I recently attended the Big Data Innovation Summit in San Francisco. Over the coming weeks, I will be sharing the insights I gathered from some of the most impactful presentations.
Walmart is the third largest commerce store in the US and currently the world's largest private employer. Somnath Banerjee is Director of Machine Learning at Walmart Labs, the technology division of the company. He and his team deal with all the data generated from the mobile app and website. They also create the technology that powers the stores, Walmart-pay, store pick-up, and Google Home.
The dawn of e-commerce
By the start of the millennium, e-commerce sales accounted for a paltry 2% of retail spending. Today, Amazon alone is a half a trillion dollar company, and as of 2017, e-commerce was 9% of total spending. This has led to the shuttering of thousands of brick and mortar stores across the US.
First, you have to understand why customers like E-commerce so much. There are four key reasons:
- Catalogue size
- Better product information
- Lower prices
The issue of catalogue size is evident at Walmart. There are three avenues to products for Walmart customers, and the website's catalogue size dwarves the rest combined:
- Neighborhood stores: 30,000 products
- Big 'super' stores: 150,000 products
- Website: +100 million products
The next challenge, therefore, becomes how to help people find products in a catalog this size.
- Search is by far the most popular and important way people look for items
- People who search on the site are 40% more likely to buy a product
- Half of Walmart's total revenue comes from search
- You can also browse through categories or recommendation modules on the website
However, the search function is a very complex technical problem. Common issues include:
- Ambiguity in search
- Differences in expression
- Catalogue quality
- If it's a new query or item
In the early days of e-commerce, the search function used to be hidden because it rarely functioned the way the customer wanted it to. Today, it is always in the most prominent location on any given e-commerce site.
With the growth of the internet, more big data was created and collected.
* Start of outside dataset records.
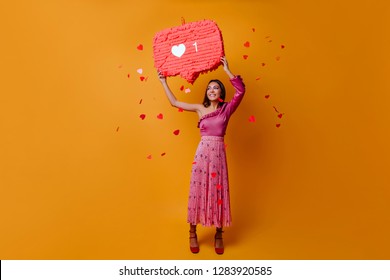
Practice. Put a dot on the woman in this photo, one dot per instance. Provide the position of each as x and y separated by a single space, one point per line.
209 201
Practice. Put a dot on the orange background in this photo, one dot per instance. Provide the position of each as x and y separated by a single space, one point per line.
75 179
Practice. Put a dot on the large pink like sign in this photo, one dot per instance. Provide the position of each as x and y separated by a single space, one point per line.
188 50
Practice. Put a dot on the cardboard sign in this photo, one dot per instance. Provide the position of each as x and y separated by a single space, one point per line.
188 50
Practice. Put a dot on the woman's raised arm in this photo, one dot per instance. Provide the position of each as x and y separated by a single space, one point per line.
172 99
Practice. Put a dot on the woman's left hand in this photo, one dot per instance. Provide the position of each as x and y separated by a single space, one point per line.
225 63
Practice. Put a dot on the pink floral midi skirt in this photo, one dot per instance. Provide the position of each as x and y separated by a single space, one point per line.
209 199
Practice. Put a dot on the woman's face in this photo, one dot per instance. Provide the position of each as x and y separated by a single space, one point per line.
213 91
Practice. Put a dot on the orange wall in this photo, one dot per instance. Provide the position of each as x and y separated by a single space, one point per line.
75 179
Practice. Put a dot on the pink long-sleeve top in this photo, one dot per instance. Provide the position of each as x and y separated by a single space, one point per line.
215 123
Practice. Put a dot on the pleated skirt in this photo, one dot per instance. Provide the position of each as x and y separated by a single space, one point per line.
209 198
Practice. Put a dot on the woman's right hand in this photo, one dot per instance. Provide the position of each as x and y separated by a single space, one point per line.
161 77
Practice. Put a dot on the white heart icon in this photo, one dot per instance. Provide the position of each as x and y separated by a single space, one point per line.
178 50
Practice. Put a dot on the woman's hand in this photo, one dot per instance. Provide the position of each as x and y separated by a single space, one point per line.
226 67
225 63
161 77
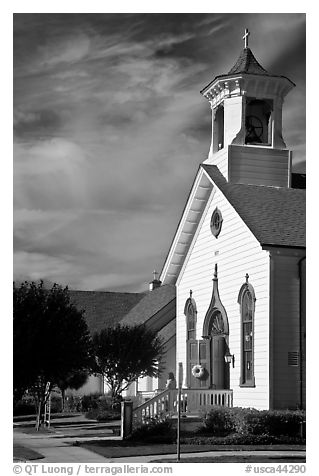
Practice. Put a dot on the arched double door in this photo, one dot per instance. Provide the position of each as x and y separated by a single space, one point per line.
209 352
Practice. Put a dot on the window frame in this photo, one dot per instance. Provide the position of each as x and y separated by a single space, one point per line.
247 381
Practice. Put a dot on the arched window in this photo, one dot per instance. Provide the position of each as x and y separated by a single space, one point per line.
190 311
246 300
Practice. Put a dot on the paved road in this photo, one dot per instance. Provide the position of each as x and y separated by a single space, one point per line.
59 450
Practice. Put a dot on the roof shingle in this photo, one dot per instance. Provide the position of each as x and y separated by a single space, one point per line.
104 309
275 215
247 63
151 304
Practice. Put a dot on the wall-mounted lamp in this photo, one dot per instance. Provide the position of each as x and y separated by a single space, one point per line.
229 358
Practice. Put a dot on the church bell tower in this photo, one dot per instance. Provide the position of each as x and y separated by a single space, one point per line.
247 143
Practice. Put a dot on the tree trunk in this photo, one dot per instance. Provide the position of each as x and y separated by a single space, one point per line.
38 420
63 400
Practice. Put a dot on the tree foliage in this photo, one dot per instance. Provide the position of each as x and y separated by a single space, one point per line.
124 353
51 339
73 380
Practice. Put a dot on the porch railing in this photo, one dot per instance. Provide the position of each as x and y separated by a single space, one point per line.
164 404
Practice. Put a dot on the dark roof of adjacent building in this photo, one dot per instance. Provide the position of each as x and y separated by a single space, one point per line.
150 305
275 215
102 308
248 64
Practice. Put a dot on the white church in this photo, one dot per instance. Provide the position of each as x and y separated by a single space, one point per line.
230 299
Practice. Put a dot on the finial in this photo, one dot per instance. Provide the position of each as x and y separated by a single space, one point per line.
215 272
245 37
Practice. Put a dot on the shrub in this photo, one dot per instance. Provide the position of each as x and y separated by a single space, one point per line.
219 421
56 404
249 421
155 431
90 402
268 422
25 406
73 403
101 408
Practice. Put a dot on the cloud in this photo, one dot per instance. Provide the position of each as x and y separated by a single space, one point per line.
110 129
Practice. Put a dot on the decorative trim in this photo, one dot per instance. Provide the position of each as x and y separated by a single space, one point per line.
215 313
198 371
216 222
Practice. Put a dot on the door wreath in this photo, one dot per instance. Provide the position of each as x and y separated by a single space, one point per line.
198 371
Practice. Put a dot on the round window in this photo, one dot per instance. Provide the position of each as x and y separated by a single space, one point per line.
216 222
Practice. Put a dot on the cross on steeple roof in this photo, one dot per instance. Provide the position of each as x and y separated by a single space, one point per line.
246 36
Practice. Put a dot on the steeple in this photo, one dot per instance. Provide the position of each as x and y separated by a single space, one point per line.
246 108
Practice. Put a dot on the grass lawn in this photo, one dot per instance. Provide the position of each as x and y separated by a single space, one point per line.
21 453
235 459
122 449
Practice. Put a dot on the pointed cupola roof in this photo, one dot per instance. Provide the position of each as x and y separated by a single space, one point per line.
248 64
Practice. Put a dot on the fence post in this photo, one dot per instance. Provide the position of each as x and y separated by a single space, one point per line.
126 419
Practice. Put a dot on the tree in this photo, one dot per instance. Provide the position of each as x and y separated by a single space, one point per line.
74 380
124 353
50 340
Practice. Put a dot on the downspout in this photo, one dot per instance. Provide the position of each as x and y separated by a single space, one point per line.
300 331
271 330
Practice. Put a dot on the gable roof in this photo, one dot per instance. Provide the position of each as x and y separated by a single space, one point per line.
151 304
102 308
275 215
168 331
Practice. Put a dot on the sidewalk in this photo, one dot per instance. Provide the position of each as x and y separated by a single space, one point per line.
59 449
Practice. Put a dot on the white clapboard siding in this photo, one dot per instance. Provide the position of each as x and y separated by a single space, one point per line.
259 165
237 252
286 330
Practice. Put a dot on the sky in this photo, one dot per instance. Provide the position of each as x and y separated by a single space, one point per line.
110 128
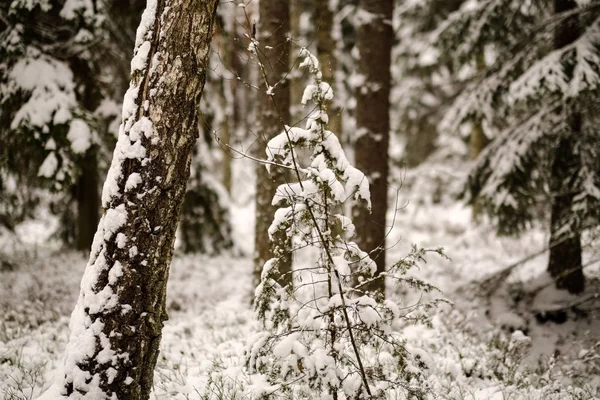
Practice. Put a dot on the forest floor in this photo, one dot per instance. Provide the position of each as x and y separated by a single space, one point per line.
472 349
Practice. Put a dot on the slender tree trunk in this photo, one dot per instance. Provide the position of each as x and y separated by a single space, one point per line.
117 322
477 140
88 200
297 80
273 28
564 262
374 41
326 46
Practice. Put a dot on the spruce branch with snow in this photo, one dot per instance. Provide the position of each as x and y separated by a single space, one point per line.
326 337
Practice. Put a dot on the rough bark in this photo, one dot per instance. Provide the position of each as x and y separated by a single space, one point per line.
327 58
564 262
374 41
272 31
116 325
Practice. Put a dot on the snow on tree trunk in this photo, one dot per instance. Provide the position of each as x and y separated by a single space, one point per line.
564 262
116 325
273 28
374 41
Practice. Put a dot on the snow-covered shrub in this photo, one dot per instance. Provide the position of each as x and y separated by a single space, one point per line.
326 337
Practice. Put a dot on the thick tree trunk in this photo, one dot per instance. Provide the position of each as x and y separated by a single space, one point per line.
116 325
88 200
564 262
273 28
374 41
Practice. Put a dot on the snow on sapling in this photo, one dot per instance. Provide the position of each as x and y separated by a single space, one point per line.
326 337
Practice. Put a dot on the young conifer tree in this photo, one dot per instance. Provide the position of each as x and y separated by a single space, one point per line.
539 105
326 337
50 88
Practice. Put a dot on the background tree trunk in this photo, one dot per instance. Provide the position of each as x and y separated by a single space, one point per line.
564 262
117 322
374 41
326 46
272 31
88 200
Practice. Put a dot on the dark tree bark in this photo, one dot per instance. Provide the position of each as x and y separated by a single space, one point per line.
374 41
564 262
117 322
88 200
327 58
272 31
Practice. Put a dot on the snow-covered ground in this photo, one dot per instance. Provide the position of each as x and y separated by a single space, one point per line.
488 346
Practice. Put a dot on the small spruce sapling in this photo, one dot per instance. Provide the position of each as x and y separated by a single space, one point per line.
325 337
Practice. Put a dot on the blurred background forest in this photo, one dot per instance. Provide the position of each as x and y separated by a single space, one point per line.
475 121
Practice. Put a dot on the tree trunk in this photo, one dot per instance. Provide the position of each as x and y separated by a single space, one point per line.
374 41
88 200
326 46
116 325
273 28
564 262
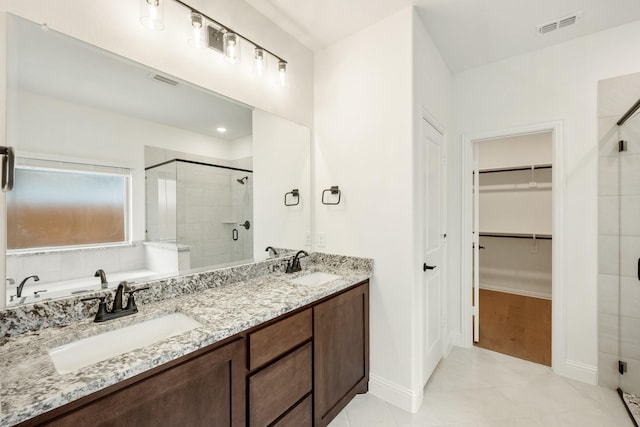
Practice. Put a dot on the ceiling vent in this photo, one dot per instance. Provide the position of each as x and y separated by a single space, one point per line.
565 22
161 79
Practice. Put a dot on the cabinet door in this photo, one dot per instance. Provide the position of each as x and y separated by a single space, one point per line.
204 391
341 351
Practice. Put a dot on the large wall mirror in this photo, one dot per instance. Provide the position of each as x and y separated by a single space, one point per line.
131 171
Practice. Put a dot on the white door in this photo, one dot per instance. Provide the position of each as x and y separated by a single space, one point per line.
476 245
434 241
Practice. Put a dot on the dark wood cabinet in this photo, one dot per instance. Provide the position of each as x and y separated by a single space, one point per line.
207 390
341 352
298 370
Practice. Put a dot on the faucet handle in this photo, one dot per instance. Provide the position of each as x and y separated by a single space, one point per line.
102 307
131 302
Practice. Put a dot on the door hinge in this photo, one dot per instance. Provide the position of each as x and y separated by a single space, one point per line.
622 367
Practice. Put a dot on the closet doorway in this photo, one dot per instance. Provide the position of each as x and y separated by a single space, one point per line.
512 253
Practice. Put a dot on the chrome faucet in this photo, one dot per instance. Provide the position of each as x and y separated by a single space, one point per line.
294 265
21 285
116 311
103 277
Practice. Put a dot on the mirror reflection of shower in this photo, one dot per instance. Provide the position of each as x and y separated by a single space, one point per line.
200 210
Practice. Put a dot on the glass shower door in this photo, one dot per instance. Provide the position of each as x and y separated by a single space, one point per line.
629 267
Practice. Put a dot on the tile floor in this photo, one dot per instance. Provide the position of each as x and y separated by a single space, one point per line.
477 387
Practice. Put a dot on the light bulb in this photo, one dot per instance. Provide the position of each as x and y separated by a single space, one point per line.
282 73
196 30
152 14
231 43
261 61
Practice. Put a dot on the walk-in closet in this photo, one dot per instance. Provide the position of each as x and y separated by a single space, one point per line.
512 265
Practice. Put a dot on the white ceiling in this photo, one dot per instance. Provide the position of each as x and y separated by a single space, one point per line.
51 64
468 33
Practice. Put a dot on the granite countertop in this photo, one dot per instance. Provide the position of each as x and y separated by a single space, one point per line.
30 385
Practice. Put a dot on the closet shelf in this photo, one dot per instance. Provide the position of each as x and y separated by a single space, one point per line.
516 168
516 235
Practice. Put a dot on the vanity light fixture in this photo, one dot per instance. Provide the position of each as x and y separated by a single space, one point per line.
231 47
196 31
152 14
206 31
261 60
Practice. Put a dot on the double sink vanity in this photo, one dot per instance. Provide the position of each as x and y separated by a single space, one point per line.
245 345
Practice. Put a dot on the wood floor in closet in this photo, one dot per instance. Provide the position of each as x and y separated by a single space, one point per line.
516 325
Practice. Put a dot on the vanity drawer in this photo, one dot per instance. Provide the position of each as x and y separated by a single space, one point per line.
276 339
300 416
276 388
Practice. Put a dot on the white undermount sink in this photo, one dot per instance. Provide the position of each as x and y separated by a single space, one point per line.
315 279
87 351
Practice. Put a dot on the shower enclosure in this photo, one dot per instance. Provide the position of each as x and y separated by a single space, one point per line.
619 239
206 210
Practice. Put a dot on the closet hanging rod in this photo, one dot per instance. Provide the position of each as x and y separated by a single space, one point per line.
520 168
630 112
519 236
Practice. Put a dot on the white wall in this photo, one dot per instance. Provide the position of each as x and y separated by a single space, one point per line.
521 150
618 236
366 121
556 83
114 25
70 131
281 162
431 93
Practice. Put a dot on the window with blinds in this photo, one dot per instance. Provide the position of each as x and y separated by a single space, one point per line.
61 204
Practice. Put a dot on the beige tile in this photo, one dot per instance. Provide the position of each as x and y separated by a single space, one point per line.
608 176
608 294
340 420
368 411
608 254
608 220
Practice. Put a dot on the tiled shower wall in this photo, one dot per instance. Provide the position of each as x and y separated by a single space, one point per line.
618 244
207 213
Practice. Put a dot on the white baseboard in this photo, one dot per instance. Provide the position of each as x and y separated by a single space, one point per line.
456 340
578 371
399 396
523 292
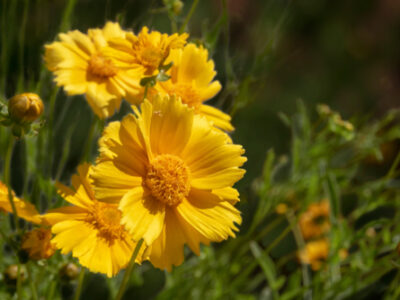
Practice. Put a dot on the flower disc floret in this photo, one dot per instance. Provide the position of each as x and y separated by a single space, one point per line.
102 67
168 179
171 175
106 220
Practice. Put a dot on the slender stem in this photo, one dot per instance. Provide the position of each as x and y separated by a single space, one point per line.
80 284
19 282
128 271
89 141
31 283
394 166
189 15
300 245
7 179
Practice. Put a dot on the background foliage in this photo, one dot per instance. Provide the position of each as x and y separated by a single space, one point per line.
268 55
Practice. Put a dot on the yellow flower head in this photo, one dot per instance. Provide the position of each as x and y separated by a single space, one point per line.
90 229
192 75
314 253
24 209
37 244
171 174
26 107
315 222
81 66
151 49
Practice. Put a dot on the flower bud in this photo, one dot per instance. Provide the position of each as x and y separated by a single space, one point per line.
37 243
177 6
69 271
25 108
11 274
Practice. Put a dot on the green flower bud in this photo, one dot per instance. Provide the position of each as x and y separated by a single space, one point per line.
25 108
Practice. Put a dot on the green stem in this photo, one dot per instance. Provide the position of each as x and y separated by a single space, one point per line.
393 167
7 179
19 282
189 15
300 245
89 141
20 85
128 271
31 283
80 284
66 19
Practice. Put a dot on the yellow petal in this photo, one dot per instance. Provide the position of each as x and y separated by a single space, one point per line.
217 117
143 216
209 216
167 249
111 184
171 125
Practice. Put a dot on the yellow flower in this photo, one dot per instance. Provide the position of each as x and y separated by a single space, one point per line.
146 51
314 253
314 222
191 80
90 229
172 174
37 244
81 67
26 107
24 209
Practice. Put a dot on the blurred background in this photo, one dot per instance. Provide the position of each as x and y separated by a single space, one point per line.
268 54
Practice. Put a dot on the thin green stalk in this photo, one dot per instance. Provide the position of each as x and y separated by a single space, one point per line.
31 283
189 15
89 141
66 19
21 41
80 284
19 282
7 179
393 167
300 245
128 271
254 263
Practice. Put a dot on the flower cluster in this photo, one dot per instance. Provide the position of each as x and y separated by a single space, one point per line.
165 174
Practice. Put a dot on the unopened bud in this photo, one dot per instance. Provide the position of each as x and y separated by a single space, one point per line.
69 271
11 274
25 108
177 6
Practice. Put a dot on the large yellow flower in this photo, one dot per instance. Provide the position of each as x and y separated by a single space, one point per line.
172 174
91 229
315 221
81 67
147 51
191 80
24 209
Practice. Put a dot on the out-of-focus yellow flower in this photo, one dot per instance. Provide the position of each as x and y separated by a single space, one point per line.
69 271
315 253
11 274
81 67
91 229
37 244
24 209
192 75
146 51
314 222
25 108
171 173
281 208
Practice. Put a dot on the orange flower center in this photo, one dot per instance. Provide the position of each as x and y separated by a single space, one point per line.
186 92
168 179
150 57
101 67
106 219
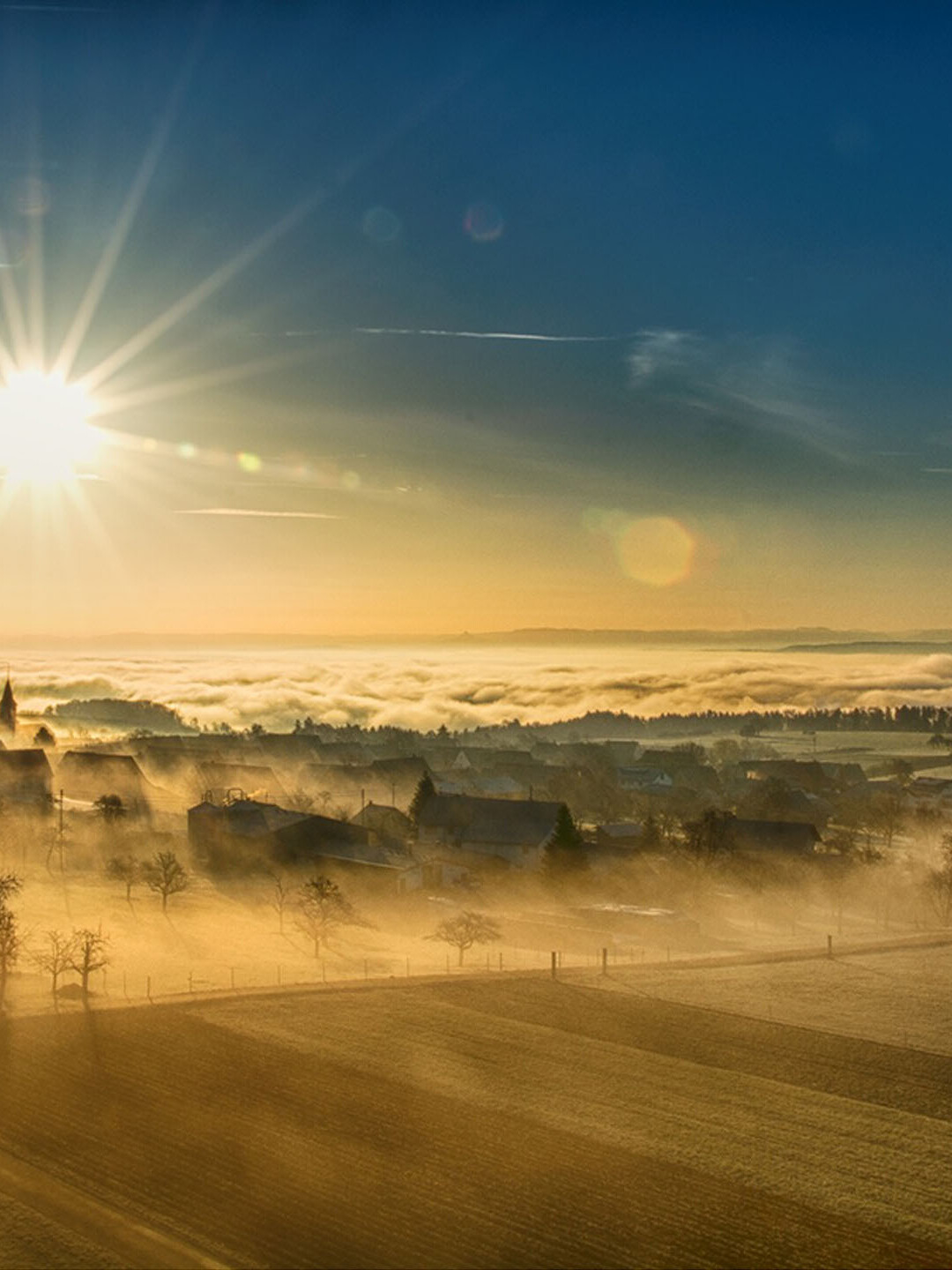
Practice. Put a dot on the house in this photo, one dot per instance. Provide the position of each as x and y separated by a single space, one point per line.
386 825
26 779
620 839
88 775
258 779
242 833
645 780
776 837
514 831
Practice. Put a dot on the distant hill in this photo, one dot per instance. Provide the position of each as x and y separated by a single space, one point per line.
873 646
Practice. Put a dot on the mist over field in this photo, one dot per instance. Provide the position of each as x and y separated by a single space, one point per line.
469 686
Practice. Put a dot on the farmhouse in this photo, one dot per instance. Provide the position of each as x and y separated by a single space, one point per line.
773 837
88 775
257 779
514 831
244 833
26 779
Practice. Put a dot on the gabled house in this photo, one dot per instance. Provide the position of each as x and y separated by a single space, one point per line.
514 831
88 775
247 833
776 837
26 779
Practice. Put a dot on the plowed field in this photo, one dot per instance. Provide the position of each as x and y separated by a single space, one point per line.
508 1123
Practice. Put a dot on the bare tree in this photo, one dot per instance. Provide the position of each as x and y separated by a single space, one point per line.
9 885
109 807
280 897
323 908
165 875
127 870
938 883
56 958
465 930
9 937
89 954
9 947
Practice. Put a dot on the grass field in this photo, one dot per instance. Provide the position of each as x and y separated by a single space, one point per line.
498 1123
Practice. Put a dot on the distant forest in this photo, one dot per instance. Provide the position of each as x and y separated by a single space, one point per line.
608 725
150 718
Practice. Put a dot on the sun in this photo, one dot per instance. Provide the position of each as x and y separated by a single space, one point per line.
46 437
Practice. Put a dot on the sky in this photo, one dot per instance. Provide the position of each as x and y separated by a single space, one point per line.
417 319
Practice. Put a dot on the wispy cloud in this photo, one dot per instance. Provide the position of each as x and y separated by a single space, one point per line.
256 511
755 383
432 333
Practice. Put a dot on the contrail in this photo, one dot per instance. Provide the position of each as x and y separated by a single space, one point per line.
254 511
430 333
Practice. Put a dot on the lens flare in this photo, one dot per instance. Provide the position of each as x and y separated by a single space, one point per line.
45 430
655 550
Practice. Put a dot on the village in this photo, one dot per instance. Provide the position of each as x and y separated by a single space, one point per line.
584 845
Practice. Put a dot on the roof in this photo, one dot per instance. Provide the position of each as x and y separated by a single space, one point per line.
487 819
247 817
18 764
245 776
776 834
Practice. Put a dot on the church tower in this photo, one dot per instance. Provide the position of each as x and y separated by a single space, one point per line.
8 707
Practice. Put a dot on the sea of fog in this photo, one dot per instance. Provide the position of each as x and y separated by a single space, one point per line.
465 686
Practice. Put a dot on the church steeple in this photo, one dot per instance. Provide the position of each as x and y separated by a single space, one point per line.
8 706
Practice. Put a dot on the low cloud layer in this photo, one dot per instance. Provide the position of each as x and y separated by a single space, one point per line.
462 687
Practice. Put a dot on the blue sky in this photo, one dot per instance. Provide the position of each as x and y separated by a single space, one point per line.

New technology was created to both store and analyze said data, such as AI. As data science matured, we began to see more and more value in the data collected, so we collected more.
The two core building blocks of product search are capture intent and display results.
Capture intent functions like autocomplete are not just for user convenience, they provide further validation for the query. It helps preempt bad spelling, allowing the search to function better.
Display results is the core of big data and AI tech. This is the sequence:
Search query - text matching - relevance ranking - results
- Text matching is easy for humans, but typically difficult for machines
- It took decades of research to compute text similarity
- More powerful approaches have since been invented using deep learning
- Machines can recognize images at a higher proficiency than humans
- Relevance ranking - text similarly vs item popularity
- More advanced big data and AI progressions have led to better 'Query understanding'
- Once the machine can understand the query, relevance ranking improves significantly e.g NLP advancements
And the future?
- Visual search is now live on almost every major e-commerce site:
- 600 million searches powered by image understanding on Pinterest as of Feb 2018
- 30% higher conversion rate than text base searches
- 5x higher conversion rate for shoppers clicking on visually similar products
- 50% higher CTA of shoppers who click visually similar products
As omnichannel retail evolves, we will eventually graduate away from search. Alibaba even has started testing their latest prototype for where they see the evolutions of search. Their tech is now capable of detecting what customers are holding as they walk around shopping and can recommend variations of it on a screen, in real time.
"The way the market is evolving is so dynamic, how do you even get ahead of the curve in such a dynamic field?"
"You have to commit to things wildly ahead of the curve. Commit to new technology research even when you don't believe its 3/5 years close to coming to fruition."